You know the end of the story – we made it out. If we had known the ending, it might have been easier to go through.

We started watching the news intently as our neighboring countries experienced political turmoil. It was interesting and concerning to watch these episodes develop, and yet we did not believe similar events would unfold in our country. There, the control and fear has been so absolute that we did not think the populous would dare move. There were announcements of a planned protest, but in a place where pre-planning is underutilized, we wondered who was calling for the demonstration doubted many would actually take to the streets. In the event that anything would take place, our school planned to call a day of “routine maintenance” on the day of the demonstration. We didn’t drive downtown that weekend. However, all was quiet, and school continued as normal.

But then there was movement in the east of our country. This was surprising, but it is still leagues away across the desert from our home in the capital. We still didn’t think much would happen in our neck of the woods.

Looking back, there were signs to the contrary: the children of highly placed families disappeared from school; announcements came promising lower food prices and free housing. Our embassy, though, was not acknowledging publicly the portents. The annual citizen’s meeting happened to fall about a week before the excitement began. We listened to the bureaucratic announcements about passports, visas and voting, but the open question time revealed what we all wanted to know: what were the official evacuation plans, just in case? The pc response was, “It is highly, highly unlikely that there would be a need for an evacuation.” However, they had just realized from Egypt’s experience that they could not count on communicating with us via mobile or internet (we were never counting on that), and they acknowledged that they were considering reinstating the old-fashioned warden system. This was not very heartening. After questions and follow-up questions they said that if we were ever in danger we could always head to the embassy (which means driving right downtown for us – an impossibility if events became heated), or head to the airport where at the least there would be an embassy representative with a high visibility jacket and megaphone looking for citizens. As events developed, we would come to rely on this, the only concrete hope for help they gave.

Publicly, the Embassies and our school were saying everything was fine, and to borrow the British phrase, advised us to “Keep calm and carry on.” As an emergency measure, we are always prepared with enough food and water to last a week. Now we tripled our stocks.

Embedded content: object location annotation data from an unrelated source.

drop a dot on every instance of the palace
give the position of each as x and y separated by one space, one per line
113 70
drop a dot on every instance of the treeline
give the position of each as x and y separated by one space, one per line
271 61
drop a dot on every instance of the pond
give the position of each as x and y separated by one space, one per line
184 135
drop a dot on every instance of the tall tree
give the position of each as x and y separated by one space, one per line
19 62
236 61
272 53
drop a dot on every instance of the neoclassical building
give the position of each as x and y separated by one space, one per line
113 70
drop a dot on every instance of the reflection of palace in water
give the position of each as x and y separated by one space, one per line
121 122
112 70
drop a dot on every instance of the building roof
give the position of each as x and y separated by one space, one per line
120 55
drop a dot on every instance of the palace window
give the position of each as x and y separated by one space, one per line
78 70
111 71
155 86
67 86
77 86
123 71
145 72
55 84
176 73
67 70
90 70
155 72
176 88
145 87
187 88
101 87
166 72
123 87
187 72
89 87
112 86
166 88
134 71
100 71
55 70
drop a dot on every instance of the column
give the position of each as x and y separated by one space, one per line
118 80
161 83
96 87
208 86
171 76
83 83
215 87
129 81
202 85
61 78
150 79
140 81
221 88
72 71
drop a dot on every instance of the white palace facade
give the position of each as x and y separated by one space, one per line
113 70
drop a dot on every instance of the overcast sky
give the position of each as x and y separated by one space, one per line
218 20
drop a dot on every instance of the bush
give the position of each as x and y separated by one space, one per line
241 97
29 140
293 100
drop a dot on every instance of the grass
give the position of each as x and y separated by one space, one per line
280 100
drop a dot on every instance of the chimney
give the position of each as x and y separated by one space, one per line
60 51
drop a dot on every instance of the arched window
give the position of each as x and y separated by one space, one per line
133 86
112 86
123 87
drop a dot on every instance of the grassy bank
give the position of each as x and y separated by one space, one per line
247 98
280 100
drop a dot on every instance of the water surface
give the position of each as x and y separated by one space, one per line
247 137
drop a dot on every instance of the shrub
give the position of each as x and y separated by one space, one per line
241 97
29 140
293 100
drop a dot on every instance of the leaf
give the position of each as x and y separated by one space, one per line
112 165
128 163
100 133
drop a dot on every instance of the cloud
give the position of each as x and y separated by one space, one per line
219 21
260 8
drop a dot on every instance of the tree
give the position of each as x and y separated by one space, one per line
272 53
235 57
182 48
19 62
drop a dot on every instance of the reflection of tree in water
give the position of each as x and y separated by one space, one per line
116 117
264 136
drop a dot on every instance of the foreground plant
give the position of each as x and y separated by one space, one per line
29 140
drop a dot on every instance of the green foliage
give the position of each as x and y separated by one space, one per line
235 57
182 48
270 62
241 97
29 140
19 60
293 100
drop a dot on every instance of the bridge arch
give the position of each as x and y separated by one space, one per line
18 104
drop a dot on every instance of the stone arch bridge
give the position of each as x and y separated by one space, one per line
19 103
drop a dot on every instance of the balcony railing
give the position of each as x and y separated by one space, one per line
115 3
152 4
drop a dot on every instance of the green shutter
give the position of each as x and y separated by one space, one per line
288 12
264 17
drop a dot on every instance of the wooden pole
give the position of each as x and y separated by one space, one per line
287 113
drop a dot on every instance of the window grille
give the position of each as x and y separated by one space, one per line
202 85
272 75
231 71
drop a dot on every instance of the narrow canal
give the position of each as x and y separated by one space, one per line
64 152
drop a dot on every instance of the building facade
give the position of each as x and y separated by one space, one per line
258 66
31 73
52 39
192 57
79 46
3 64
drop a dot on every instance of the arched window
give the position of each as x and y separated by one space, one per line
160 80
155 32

Over the week tensions grew and rumors of activity in the capital began, and we were reluctant to drive further than our local shops. We were told to be off the roads from 5pm until morning light. I became intent on restocking the rations we consumed while we still could. We refilled our oven’s gas canister, topped up the car with petrol and our phones with calling credit, and tried to keep our clothes and dishes washed in case the electricity would be cut off. Our usually quiet line of shops became frenetic with others doing the same. The first amenity to run out was phone cards. The only system available is pay-as-you-go. We were calling to check on friends, trying to get information about events around the city and attempting to get our affairs in order – all over the phone. We realized we needed more credit too late, and the stock was gone. We began limiting our phone usage.